= Jarlath Udoudo Umoh =

Nigerian Professor of Veterinary Medicine

Jarlath Udoudo Umoh is a professor of Veterinary medicine at Ahmadu Bello University. He is a fellow of the Nigerian Academy of Science, elected into the Academy's Fellowship at its Annual General Meeting held in January 2015. He was 11th (Acting Vice Chancellor) of Ahmadu Bello University from May 2009 to December 2009. He is a scientist who through his study on the dissemination of rabies virus in tissues, developed the use of skin biopsy for in vitro diagnosis of rabies in 1983.

== Family and early life ==
Umoh hails from Ikot Ekpene Local Government Area of Akwa Ibom State. He is married to Prof. Veronica Umoh and they have five children.

== Education ==
Umoh obtained his West African School Certificate (Division I, 1964) from St. Columbanus Secondary School, Ikwen, Ikot Ekpene. He acquired the Cambridge Higher School Certificate in 1966 from St. Patrick's College, Calabar. Ahmadu Bello University awarded Umoh Doctor of Veterinary Medicine (DVM) in 1974. He obtained Master of Science in Public Health (MSPH,1977) and Doctor of Philosophy (Ph.D. 1980) from the University of Missouri.

== Career ==
Umoh worked in Sokoto Veterinary Centre under the National Youth Service Corps (NYSC) scheme after graduation with DVM in 1974. He later joined the services of Ahmadu Bello University in August 1975 as an assistant lecturer in the Department of Veterinary Public Health and Preventive Medicine and rose through the ranks to become a professor in 1989. Umoh was involved in the administration both at the Faculty and University levels while at Ahmadu Bello University, Zaria. Some of those positions of responsibility he held includes: Head, Department of Veterinary Public Health and Preventive Medicine 1984-1986, 1989-1996 and 2000-2004; Deputy Dean 1991-1992; Dean of Faculty of Veterinary Medicine 1993-1998; Dean of Postgraduate School 2004-2007; Deputy Vice-Chancellor (Academic) 2007-2009; Acting Vice-Chancellor, May 2009 to December 2009.

He has taught several public health and preventive medicine courses at both undergraduate and postgraduate levels. He has supervised over 113 postgraduate students and authored or co-authored over 260 publications in peer-reviewed journals.

Umoh has served as an external examiner for undergraduate and postgraduate programmes, to University of Nigeria, Nsukka, University of Maiduguri, University of Ibadan, Usmanu Dan Fodiyo University, Nnamdi Azikiwe University, University of Abuja and Michael Okpara University of Agriculture, Umudike.

He spent one of his sabbatical leaves teaching in the College of Veterinary Medicine, University of Agriculture, Makurdi from April 2010 to March 2011. He was a visiting professor to the Faculty of the Veterinary Medicine University of Abuja and the Michael Okpara University of Agriculture, Umudike.

== Awards and fellowship ==
Umoh won eight prizes as an undergraduate student at Ahmadu Bello University and the Beecham – Phi Zeta Research Award as a postgraduate student at the University of Missouri. He is a Fellow Alexander VON Humboldt Foundation, a Fellow of College of Veterinary Surgeons, Nigeria (FCVSN) and a Fellow Nigerian Academy of Science.

He has worked especially on the epidemiology of rabies. He was the Principal Investigator in the MacArthur Foundation funded project for the creation of Centre of Excellence in Veterinary Epidemiology in Ahmadu Bello University. He was a member of WHO Expert Committee on Rabies 1991- 2003 and has served on many national and international committees concerned with animal disease control.
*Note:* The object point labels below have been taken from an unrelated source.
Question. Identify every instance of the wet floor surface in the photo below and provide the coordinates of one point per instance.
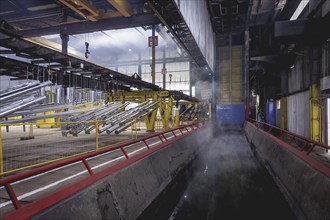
(224, 182)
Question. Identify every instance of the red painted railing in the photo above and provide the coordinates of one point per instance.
(6, 182)
(297, 144)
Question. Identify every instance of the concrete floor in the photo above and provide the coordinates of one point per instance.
(33, 188)
(49, 144)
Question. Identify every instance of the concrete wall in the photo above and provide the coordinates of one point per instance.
(306, 189)
(126, 193)
(197, 17)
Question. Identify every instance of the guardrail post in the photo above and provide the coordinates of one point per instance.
(1, 152)
(96, 135)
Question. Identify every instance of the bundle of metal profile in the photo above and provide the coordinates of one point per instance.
(20, 97)
(123, 120)
(20, 104)
(17, 88)
(23, 91)
(86, 122)
(190, 113)
(37, 117)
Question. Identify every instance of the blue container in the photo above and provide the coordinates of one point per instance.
(271, 112)
(230, 114)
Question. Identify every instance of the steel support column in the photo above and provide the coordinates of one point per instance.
(315, 113)
(284, 113)
(153, 54)
(164, 72)
(246, 74)
(65, 40)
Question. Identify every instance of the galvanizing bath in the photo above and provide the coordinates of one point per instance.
(224, 182)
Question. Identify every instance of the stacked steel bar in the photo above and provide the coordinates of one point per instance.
(20, 97)
(86, 122)
(119, 122)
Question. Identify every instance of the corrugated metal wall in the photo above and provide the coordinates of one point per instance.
(197, 17)
(298, 113)
(230, 74)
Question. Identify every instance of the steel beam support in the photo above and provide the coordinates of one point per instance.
(151, 118)
(122, 6)
(315, 113)
(167, 110)
(246, 73)
(284, 113)
(153, 54)
(164, 67)
(65, 40)
(89, 26)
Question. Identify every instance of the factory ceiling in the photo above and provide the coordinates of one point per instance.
(43, 17)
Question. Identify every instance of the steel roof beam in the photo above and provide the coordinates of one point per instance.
(88, 26)
(122, 6)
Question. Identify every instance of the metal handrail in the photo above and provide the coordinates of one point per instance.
(308, 146)
(6, 182)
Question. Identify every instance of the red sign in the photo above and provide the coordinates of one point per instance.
(153, 41)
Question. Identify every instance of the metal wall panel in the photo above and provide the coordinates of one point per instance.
(295, 77)
(230, 74)
(298, 113)
(197, 17)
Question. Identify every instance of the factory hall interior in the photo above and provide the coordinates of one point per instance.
(165, 109)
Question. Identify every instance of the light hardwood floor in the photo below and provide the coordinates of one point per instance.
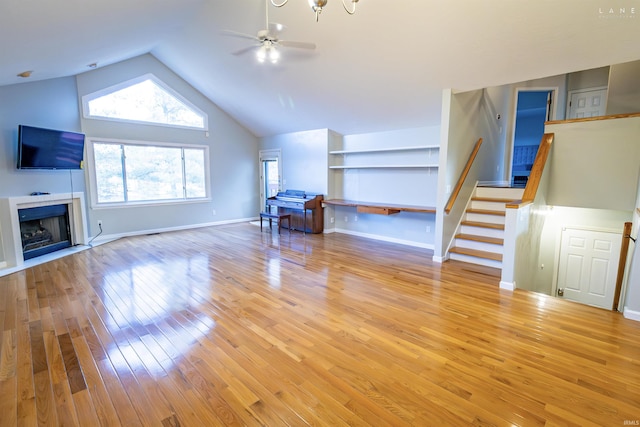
(232, 326)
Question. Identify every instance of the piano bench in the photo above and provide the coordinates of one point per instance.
(279, 217)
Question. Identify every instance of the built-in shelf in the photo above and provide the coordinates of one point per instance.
(377, 160)
(383, 166)
(382, 150)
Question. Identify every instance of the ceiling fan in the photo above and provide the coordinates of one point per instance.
(267, 41)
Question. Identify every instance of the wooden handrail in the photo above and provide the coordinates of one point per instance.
(591, 119)
(624, 251)
(463, 176)
(539, 163)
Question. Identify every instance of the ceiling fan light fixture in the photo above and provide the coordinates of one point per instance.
(261, 54)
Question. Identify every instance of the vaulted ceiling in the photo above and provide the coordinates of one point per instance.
(383, 68)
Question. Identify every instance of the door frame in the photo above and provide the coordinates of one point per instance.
(268, 155)
(552, 116)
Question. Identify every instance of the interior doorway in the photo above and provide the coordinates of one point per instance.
(270, 175)
(533, 108)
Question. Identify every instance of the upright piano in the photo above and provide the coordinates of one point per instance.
(305, 209)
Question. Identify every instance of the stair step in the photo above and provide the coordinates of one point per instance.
(483, 225)
(503, 192)
(486, 212)
(476, 253)
(483, 239)
(492, 199)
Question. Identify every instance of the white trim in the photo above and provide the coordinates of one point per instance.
(590, 89)
(439, 259)
(269, 155)
(10, 221)
(509, 286)
(385, 239)
(111, 237)
(631, 314)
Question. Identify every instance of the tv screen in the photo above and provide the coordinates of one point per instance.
(49, 149)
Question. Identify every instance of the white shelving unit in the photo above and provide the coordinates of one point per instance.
(371, 158)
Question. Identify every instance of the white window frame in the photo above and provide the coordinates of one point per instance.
(123, 85)
(93, 185)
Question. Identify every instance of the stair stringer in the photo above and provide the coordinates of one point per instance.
(462, 218)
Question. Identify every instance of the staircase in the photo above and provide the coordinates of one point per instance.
(479, 238)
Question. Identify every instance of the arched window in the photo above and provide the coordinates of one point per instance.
(145, 99)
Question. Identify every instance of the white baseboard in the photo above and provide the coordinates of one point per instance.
(440, 259)
(111, 237)
(509, 286)
(631, 314)
(385, 239)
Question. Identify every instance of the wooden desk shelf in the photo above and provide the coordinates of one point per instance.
(378, 208)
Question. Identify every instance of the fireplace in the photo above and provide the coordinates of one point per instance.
(68, 232)
(44, 229)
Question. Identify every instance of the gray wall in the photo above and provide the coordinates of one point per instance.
(624, 88)
(304, 159)
(233, 151)
(596, 77)
(49, 104)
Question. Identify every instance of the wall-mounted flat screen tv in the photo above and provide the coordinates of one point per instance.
(40, 148)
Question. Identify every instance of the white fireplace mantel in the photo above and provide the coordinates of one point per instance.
(10, 223)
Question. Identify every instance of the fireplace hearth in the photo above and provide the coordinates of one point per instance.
(44, 229)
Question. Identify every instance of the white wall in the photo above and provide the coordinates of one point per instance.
(595, 164)
(233, 150)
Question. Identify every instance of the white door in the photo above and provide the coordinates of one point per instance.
(588, 266)
(587, 103)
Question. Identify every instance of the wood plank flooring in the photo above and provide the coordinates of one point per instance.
(228, 326)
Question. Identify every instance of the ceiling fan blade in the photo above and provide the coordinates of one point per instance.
(237, 34)
(243, 51)
(299, 45)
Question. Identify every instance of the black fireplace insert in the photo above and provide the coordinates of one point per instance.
(44, 229)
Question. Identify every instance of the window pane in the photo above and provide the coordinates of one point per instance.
(146, 102)
(194, 173)
(153, 173)
(108, 167)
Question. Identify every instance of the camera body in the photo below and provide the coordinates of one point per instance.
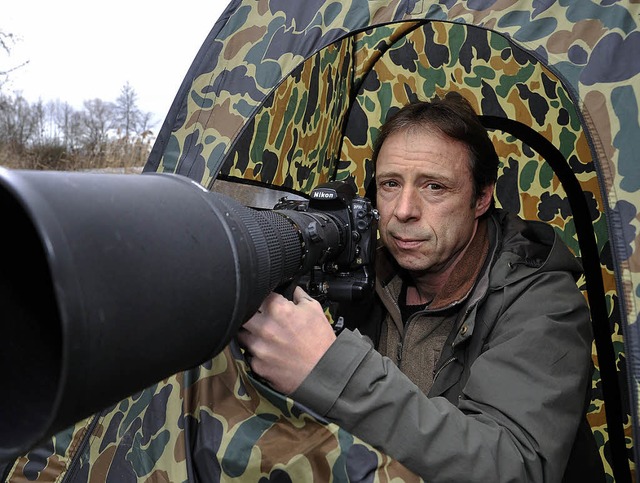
(344, 272)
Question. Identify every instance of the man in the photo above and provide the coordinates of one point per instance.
(483, 360)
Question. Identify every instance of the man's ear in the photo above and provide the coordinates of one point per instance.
(483, 201)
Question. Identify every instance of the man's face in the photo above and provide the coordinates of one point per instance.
(425, 199)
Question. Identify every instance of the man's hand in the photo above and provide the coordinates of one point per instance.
(284, 340)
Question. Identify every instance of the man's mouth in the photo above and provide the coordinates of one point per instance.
(405, 243)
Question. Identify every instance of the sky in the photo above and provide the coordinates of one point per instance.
(78, 50)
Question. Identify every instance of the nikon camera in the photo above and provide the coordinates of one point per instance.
(344, 273)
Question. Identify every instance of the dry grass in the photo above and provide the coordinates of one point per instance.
(114, 155)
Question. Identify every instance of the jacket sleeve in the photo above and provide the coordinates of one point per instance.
(518, 412)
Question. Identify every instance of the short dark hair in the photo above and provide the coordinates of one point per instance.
(454, 117)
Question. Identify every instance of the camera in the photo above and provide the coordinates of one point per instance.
(344, 272)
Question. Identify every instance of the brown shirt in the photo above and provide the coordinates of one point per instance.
(415, 345)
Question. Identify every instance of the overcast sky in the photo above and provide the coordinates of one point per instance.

He was the Head of the Public Health and Preventive Medicine Speciality Group of the College of Veterinary Surgeons, Nigeria (2007 – 2012). He is currently the Provost, College of Veterinary Surgeons, Nigeria. His research interest is in Epidemiology of Zoonoses in general but particularly Viral Zoonoses.

The Nigerian Academy of Sciences on 14 May 2015 at Reiz continental hotel, Abuja added to its membership by inducting nine distinguished scientists as Fellows of the Nigerian Academy of Science. Among whom was Umoh for studying the dissemination of rabies virus in tissues (Umoh and Blenden, 1982 Int. J. Zoonoses 9:1-11). He developed the use of skin biopsy for in vitro diagnosis of rabies (Blenden et al 1983 J. Clin Microbiol 18:631-636).